Arthritis & Rheumatism, Volume 60,
October 2009 Abstract Supplement
The 2009 ACR/ARHP Annual Scientific Meeting
Philadelphia October 16-21, 2009.
Ability of Nonfasting and Fasting Triglycerides to Predict Coronary Artery Disease in Lupus Patients
Touma1, Zahi, Urowitz2, Murray, Ibanez1, Dominique, Gladman1, Dafna
Hypertriglyceridemia is a metabolic disorder associated with atherosclerosis. We have previously shown that there is no clinically significant difference in individual lupus patients in the levels of fasting triglycerides (FTG) and nonfasting triglycerides (NTG). We aimed to determine whether nonfasting triglycerides predict coronary artery disease (CAD) in lupus patients.

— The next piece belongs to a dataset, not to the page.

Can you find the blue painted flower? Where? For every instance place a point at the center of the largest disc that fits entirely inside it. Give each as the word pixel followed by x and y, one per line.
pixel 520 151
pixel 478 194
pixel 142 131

Patients are followed at regular intervals (at 26 months) according to a standard protocol which includes: complete history and physical exam, SLE Activity Index (SLEDAI-2K), and Systemic Lupus International Collaborative Clinics Damage Index (SDI). Fasting lipid profile was measured once yearly and nonfasting was determined at all other visits. We included the entire patient cohort and all the values of TG available in our data. Time-dependent covariate survival analysis was conducted to determine the predictive ability of TG for CAD whether fasting and nonfasting. Variables considered were: sex, age at diagnosis, age, SDI, SLEDAI-2K, smoker, glucocorticoid, antimalarial, immunosuppressive drugs, cholesterol. Variables retained for multivariate analysis were selected through the variable reduction strategy (Harell) selecting variables which alter the parameter estimate of TG by ±10% when include in the model. Using this variable selection, age, SDI, and immunosuppressive drugs were selected to be included in the models.
We identified 1289 patients since the date of the first TG available. Eighty eight percent of the patients were female. Five hundred forty one patients had elevated cholesterol level and the length of follow-up from the 1st TG to CAD/last visit was 8.82±8.19 (table 1).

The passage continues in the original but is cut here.